In Vitro Metabolism of BIIB021, an Inhibitor of Heat Shock Protein 90, in Liver Microsomes and Hepatocytes of Rats, Dogs, and Humans and Recombinant Human Cytochrome P450 Isoforms

Abstract

Inhibition of heat shock protein 90 (HSP90) results in the degradation of oncoproteins that drive malignant progression and induce cell death, thus making HSP90 a potential target of cancer therapy. 6-Chloro-9-(4-methoxy-3, 5-dimethyl-pyridin-2-ylmethyl)-9H-purin-2-ylamine (BIIB021), a synthetic HSP90 inhibitor, exhibited promising antitumor activity in preclinical models. It is currently in phase II clinical trials for the oral treatment of breast cancer. The objective of this study was to obtain both quantitative and qualitative metabolic profiles of [(14)C]BIIB021 in rat, dog, and human liver microsomes and hepatocytes to provide support for in vivo safety and clinical studies. The metabolites of [(14)C]BIIB021 were identified using liquid chromatography-tandem mass spectrometry coupled with radiometric detection.
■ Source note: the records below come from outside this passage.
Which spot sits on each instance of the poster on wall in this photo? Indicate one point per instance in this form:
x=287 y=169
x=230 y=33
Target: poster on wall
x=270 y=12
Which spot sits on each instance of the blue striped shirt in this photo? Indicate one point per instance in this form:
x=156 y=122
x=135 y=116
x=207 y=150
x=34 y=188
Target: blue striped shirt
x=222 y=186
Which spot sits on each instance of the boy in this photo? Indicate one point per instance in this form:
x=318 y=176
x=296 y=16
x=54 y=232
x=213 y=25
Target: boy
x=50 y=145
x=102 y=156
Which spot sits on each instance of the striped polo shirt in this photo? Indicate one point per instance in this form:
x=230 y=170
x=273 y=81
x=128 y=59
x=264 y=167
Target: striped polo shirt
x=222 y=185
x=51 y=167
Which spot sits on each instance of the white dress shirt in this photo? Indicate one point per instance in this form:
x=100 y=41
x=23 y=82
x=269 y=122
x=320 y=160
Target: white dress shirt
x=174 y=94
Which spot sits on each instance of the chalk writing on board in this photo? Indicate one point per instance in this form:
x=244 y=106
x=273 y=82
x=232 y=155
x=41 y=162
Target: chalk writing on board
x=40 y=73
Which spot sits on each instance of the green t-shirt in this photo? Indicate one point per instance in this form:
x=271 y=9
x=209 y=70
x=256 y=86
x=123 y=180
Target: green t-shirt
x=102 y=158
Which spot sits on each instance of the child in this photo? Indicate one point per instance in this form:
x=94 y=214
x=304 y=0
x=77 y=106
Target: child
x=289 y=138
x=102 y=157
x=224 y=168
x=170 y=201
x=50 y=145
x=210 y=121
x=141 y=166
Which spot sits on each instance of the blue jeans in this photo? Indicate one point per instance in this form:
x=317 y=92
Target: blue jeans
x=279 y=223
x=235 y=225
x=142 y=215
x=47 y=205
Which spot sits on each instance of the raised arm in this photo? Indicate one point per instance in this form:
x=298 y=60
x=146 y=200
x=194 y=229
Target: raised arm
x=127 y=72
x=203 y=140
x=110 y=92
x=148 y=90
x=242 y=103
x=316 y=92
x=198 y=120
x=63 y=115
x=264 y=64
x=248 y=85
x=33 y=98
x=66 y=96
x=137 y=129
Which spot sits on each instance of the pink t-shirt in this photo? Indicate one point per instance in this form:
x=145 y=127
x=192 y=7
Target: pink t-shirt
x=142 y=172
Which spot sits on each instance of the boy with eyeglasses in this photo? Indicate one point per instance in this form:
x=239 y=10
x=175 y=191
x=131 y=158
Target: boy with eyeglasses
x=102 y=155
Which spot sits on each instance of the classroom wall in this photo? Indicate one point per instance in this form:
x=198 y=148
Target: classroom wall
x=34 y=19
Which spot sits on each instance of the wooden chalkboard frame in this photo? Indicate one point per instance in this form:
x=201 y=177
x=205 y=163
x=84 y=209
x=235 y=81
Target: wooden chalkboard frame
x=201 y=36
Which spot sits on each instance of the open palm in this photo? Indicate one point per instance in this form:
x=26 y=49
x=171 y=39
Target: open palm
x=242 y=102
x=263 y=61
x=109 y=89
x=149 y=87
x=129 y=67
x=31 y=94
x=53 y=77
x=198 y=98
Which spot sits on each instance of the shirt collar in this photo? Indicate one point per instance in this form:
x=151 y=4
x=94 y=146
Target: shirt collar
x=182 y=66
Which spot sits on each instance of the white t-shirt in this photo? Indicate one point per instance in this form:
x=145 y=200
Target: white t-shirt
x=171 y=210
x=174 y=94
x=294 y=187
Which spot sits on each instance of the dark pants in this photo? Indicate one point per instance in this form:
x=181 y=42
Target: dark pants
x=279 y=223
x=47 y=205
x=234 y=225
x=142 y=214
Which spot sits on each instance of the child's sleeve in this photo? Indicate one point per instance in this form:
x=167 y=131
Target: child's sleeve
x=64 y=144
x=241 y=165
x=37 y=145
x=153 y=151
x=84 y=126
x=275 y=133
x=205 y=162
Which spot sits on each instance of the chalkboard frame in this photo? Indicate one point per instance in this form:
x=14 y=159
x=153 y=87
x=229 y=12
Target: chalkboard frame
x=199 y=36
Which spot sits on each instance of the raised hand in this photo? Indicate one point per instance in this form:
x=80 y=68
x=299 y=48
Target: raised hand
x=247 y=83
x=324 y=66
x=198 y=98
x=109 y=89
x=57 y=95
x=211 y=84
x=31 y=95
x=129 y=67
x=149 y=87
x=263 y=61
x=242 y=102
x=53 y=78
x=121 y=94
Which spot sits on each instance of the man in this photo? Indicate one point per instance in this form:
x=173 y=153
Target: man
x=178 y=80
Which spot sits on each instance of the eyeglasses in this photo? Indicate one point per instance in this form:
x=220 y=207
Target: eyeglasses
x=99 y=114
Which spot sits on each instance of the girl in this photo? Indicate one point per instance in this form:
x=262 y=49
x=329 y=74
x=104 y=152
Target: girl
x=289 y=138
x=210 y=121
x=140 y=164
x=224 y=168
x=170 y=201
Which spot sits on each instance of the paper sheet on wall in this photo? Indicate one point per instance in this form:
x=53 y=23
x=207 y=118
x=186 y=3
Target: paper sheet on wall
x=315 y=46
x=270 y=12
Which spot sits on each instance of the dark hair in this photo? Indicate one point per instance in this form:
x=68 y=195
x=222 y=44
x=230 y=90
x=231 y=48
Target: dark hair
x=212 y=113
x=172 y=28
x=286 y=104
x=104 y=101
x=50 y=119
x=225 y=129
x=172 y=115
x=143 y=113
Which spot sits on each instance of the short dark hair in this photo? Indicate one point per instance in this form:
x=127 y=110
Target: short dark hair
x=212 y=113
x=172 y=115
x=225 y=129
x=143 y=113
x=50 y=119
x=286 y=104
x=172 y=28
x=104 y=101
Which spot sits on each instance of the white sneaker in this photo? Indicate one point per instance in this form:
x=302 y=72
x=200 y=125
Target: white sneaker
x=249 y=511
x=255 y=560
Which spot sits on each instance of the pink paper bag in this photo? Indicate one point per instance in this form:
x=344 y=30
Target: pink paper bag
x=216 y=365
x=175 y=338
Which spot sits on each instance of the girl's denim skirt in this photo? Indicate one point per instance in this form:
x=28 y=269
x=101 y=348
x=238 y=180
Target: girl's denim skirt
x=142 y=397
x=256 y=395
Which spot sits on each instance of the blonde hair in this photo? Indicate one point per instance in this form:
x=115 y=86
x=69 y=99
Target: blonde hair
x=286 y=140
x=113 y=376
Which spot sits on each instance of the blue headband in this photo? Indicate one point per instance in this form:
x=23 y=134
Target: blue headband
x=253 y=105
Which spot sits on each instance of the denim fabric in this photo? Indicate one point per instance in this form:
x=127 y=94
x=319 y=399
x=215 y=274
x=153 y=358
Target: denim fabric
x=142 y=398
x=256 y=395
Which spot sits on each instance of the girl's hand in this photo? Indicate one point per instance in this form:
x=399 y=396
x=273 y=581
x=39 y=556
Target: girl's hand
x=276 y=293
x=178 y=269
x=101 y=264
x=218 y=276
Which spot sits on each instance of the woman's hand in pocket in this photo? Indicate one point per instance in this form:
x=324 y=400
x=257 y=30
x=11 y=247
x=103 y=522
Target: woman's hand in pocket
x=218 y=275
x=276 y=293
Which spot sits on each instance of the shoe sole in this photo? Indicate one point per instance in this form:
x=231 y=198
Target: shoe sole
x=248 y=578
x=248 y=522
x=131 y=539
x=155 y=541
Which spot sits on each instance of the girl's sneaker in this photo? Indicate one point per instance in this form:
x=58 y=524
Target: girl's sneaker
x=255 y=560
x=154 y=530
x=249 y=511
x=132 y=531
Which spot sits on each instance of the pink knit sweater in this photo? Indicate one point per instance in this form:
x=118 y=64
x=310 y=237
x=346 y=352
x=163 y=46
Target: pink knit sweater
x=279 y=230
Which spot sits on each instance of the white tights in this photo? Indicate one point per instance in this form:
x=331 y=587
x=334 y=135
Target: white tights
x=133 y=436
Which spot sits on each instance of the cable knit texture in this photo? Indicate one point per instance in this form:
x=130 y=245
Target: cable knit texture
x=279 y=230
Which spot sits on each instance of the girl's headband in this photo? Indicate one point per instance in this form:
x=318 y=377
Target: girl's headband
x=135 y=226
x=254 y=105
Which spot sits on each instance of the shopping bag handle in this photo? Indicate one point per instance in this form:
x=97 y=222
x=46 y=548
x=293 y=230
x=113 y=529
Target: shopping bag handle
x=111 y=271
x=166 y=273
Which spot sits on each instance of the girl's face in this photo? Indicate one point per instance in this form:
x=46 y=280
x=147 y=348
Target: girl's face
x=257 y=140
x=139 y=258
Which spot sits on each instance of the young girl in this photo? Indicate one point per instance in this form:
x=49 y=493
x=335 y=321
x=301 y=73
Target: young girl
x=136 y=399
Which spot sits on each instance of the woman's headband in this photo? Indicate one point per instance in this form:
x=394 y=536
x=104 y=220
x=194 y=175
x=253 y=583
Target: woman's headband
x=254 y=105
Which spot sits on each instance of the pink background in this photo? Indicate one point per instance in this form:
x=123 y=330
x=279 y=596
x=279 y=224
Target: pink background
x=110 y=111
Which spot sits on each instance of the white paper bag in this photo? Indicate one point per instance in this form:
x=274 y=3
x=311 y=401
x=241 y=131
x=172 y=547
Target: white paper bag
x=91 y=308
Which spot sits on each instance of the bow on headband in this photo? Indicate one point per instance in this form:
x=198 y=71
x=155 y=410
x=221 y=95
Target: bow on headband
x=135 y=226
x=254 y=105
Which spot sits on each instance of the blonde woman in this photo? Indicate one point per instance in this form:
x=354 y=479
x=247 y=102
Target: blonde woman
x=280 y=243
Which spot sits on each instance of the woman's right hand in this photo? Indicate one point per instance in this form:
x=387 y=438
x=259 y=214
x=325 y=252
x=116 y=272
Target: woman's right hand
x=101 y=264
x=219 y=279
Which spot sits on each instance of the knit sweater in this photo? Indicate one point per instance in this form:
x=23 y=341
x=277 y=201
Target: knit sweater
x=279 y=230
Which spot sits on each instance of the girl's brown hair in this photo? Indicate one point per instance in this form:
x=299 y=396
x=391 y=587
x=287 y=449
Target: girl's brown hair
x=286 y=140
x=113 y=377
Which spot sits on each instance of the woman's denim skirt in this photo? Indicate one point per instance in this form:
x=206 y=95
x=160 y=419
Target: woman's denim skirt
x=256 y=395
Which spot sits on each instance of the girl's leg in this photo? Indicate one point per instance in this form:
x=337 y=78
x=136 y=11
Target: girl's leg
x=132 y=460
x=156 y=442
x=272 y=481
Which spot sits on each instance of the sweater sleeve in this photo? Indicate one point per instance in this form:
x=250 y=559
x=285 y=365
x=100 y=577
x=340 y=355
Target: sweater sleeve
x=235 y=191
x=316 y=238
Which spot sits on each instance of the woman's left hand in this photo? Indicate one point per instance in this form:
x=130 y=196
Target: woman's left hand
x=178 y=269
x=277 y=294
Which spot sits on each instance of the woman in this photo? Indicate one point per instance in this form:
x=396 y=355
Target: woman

BIIB021 was extensively metabolized in both liver microsomes and hepatocytes. The major oxidative metabolic pathways identified for all species were due to hydroxylation (M7) and O-demethylation (M2) of the methoxy-dimethylpyridine moiety. The majority of M7 in dog hepatocytes was further conjugated to form the glucuronide (M4). Oxidative dechlorination (M6), monooxygenation (M10), and oxidative N-dealkylation of the methoxy-dimethylpyridine moiety (M11 and M12) were observed as the minor metabolic pathways in hepatocytes of all three species. A glutathione conjugate (M18) was also identified in all species. Its formation was catalyzed, in part, by soluble glutathione transferase via direct displacement of the chlorine on the amino-chloropurine moiety. Subsequent minor secondary metabolites M13, M14, M15, and M17 were observed in human, dog, and rat hepatocytes. Results from incubations of BIIB021 with human recombinant cytochrome P450 (P450) isoforms and a P450 antibody inhibition study in human liver microsomes suggested that the formation of M7 is mainly catalyzed by CYP2C19 and CYP3A4, whereas the formation of minor metabolite M2 in human liver microsomes probably could be attributed to CYP3A4.